Dogs Rescued from Euthanasia
There are an estimated 3.3 million dogs that are abandoned each year in the USA and nearly 700,000 of them are euthanized each year.
Most of these discarded dogs are understandably frightened and become anti-social rendering many as unlikely to be adopted.
Fortunately, the tide is turning with the efforts of the rescue community as many organizations have been able to process and adopt out about half of all discarded dogs in the USA. Not all shelters are "kill" facilities and they are working well with the pounds and each other to serve the seemingly, never ending stream of misunderstood and abandoned dogs.
We are able to help most of these dogs restore their good nature so they can become purposeful companions to veterans, individuals and families.

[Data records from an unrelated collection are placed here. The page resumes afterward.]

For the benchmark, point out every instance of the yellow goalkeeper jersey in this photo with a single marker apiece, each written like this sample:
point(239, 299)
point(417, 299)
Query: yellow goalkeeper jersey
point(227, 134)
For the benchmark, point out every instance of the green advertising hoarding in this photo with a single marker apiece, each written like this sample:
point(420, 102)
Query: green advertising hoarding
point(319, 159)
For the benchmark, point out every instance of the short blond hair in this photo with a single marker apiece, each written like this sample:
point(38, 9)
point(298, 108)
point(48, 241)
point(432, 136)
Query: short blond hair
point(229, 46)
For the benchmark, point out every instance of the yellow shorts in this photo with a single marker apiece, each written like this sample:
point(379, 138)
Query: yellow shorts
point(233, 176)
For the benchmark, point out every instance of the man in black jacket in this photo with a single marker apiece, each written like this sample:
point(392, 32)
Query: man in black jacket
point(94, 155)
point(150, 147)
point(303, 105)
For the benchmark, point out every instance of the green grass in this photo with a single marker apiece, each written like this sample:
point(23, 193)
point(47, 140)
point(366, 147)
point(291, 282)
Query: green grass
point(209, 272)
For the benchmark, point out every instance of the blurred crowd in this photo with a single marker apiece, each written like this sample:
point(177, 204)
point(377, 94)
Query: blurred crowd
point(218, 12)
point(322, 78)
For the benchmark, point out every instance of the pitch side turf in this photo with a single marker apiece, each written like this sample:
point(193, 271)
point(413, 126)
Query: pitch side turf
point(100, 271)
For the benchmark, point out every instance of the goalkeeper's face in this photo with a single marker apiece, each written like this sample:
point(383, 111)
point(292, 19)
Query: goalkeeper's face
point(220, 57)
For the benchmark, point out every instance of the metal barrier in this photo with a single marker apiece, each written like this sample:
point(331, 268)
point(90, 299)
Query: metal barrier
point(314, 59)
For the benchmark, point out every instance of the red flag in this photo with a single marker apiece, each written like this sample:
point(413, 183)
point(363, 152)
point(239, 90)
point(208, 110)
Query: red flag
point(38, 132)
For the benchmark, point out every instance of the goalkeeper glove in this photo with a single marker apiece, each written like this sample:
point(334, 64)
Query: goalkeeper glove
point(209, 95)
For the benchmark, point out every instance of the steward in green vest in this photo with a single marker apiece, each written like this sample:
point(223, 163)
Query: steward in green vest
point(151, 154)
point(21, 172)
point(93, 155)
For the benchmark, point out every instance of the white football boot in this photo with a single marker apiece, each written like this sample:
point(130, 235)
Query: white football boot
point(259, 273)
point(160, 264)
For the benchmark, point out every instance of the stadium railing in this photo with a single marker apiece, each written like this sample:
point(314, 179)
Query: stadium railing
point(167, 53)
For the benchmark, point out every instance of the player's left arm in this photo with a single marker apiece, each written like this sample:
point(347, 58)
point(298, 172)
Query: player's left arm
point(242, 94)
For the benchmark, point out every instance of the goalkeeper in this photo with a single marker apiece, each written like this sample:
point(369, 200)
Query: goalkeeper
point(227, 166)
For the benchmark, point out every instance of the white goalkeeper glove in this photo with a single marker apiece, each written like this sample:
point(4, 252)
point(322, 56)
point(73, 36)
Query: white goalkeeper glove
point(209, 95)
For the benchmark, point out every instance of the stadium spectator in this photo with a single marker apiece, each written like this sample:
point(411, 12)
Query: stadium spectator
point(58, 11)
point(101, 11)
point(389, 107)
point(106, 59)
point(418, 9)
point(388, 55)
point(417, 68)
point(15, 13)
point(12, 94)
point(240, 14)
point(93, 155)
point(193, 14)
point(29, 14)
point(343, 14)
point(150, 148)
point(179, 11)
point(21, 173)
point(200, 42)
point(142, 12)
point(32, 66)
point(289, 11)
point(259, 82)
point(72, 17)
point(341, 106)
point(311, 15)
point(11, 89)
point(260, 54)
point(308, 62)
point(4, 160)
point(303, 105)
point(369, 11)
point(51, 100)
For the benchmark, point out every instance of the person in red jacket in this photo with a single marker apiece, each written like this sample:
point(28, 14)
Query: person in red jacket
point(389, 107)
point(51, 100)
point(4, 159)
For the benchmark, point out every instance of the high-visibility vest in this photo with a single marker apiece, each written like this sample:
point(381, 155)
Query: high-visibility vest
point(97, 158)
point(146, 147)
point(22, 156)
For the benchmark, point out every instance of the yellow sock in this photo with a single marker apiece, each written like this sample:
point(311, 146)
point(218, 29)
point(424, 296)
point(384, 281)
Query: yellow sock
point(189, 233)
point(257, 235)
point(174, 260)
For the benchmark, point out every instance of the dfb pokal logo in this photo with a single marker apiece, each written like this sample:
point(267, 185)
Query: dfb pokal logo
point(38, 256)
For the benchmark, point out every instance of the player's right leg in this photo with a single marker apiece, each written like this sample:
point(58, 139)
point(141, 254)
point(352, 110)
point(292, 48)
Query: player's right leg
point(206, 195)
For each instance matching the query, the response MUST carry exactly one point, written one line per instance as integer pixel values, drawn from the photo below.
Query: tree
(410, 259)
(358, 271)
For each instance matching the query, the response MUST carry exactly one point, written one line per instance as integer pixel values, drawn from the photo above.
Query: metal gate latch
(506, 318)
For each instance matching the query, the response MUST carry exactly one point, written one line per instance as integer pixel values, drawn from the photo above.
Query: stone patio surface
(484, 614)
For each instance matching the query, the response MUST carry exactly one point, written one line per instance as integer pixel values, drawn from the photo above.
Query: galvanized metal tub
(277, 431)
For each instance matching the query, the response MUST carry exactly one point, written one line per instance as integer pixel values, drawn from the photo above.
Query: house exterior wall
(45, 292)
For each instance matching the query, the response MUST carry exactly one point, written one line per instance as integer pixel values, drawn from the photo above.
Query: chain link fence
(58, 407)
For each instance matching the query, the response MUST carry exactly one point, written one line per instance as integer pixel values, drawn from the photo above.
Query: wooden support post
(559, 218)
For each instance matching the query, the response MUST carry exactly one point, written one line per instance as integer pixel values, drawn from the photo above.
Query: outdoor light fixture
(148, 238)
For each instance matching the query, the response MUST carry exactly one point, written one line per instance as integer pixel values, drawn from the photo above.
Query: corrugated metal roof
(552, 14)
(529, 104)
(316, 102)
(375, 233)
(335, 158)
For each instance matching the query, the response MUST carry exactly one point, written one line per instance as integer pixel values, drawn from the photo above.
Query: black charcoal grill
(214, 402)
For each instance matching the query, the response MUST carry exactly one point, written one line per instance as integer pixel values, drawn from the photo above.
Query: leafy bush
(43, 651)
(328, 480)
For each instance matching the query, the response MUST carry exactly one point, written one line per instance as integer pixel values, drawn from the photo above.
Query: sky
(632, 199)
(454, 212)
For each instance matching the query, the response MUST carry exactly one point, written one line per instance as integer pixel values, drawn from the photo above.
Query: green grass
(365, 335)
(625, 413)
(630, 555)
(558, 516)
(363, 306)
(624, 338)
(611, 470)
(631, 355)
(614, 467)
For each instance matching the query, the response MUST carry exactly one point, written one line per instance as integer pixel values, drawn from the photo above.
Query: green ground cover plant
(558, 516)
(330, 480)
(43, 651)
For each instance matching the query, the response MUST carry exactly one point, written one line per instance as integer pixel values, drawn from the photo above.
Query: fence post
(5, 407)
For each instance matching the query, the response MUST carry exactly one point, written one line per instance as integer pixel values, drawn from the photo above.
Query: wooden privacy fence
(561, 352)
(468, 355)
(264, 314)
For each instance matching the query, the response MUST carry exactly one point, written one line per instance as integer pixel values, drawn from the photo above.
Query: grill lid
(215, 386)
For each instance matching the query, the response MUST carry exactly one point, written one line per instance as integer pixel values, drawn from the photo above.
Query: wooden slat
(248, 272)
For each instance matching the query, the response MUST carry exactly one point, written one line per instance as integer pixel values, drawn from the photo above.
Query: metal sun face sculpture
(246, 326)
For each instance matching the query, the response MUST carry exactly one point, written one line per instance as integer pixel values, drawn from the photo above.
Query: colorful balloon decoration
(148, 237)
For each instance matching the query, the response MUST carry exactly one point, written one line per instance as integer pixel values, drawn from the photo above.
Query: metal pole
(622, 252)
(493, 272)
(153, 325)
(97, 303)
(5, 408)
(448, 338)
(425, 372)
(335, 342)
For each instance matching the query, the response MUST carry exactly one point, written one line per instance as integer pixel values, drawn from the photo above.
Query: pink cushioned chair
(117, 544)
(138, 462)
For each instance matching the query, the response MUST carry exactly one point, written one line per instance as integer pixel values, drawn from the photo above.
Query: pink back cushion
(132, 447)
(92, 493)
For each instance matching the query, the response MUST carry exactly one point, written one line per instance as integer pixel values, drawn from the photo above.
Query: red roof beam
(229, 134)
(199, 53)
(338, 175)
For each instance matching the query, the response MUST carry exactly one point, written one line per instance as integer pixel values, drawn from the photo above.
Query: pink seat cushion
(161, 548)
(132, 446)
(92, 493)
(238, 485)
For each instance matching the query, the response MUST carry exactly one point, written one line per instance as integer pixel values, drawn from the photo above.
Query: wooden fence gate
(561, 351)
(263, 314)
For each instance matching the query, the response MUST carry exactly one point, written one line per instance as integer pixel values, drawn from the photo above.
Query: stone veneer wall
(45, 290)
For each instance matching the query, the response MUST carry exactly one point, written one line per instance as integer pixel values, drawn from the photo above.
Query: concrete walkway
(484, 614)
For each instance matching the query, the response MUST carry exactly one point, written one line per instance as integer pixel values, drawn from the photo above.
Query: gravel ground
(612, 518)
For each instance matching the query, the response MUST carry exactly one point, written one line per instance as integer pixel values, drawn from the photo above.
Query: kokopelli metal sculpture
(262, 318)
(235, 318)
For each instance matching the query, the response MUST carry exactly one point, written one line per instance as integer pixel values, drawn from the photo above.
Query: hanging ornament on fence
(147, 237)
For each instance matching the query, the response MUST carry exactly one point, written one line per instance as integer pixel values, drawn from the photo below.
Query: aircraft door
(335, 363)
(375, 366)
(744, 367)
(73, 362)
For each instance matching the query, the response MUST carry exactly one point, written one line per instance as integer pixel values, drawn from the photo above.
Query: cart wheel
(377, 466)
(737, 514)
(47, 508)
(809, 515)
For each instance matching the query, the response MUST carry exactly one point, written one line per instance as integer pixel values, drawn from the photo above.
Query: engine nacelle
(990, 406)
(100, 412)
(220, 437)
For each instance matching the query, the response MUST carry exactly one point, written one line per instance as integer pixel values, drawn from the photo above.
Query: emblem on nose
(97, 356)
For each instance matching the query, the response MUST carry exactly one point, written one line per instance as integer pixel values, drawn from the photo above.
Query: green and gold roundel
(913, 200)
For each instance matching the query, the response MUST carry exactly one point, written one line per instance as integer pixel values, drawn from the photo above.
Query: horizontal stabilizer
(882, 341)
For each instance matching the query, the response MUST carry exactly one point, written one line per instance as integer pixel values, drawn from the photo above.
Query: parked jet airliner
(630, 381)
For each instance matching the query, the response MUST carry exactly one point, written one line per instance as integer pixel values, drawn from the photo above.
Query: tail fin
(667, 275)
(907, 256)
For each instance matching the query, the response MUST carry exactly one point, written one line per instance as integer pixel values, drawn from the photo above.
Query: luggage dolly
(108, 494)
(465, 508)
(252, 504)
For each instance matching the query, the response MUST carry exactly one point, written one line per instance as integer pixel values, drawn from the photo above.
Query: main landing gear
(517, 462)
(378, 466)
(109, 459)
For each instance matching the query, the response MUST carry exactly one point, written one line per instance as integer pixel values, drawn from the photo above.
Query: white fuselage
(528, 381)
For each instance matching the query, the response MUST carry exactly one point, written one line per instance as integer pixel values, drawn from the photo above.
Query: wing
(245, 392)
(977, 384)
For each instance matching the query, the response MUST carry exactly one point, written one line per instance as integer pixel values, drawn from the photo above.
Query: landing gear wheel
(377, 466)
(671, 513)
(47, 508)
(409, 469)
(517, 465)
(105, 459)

Those dogs not adopted by veterans will be adopted by members of the local community who have adopted our unique Method.
Sourcing Our Rescue Dogs
Throughout the years, Lynne and others associated with her have developed relationships with numerous dog shelters, dog pounds and activist individuals from the rescue community. This broad spectrum of sources offers a diverse pool of breeds and personality types that helps enable lasting pairings.
As our operation expands, we will be coordinating with organizations like Massachusetts Animal Coalition and AniMatch to expand our reach beyond our state's boarders to ensure the safe and proper origins of those suppliers.
Rescue Dog Preparation
Our rescue dogs can be any breed and may already belong to a veteran. They will be prepared using Lynne's unique method, to be among dogs and people. They are familiar with how to naturally attune to both a dog and human pack, and they understand and obey the basic commands of a “Companion Dog”, as well, they exhibit appropriate behavior in public places. Our rescue dogs do not necessarily wear a vest; instead, all veterans will be supplied with an ID Card profiling both the veteran and their dog for public access.
Pack training involves re-learning the rules and boundaries that is true to their nature. These rules and boundaries can appear different depending on the dog and the environment, and a range of tendencies will need to be observed. Once they exhibit proper pack behavior, it is time to start with command sessions.
During the command sessions, we emphasize the dog’s comfort level in working with humans by introducing the basics of interaction. We also groom and crate train them on a regular basis. Each dog receives veterinarian care when they arrive at our facility, unless care has already been given.
The pack training and command sessions can take anywhere from a few days to a full month depending on the dog and its history. Through this process, they are ready to quickly adopt a deep, primary relationship with a person and become a trusted companion to the veteran.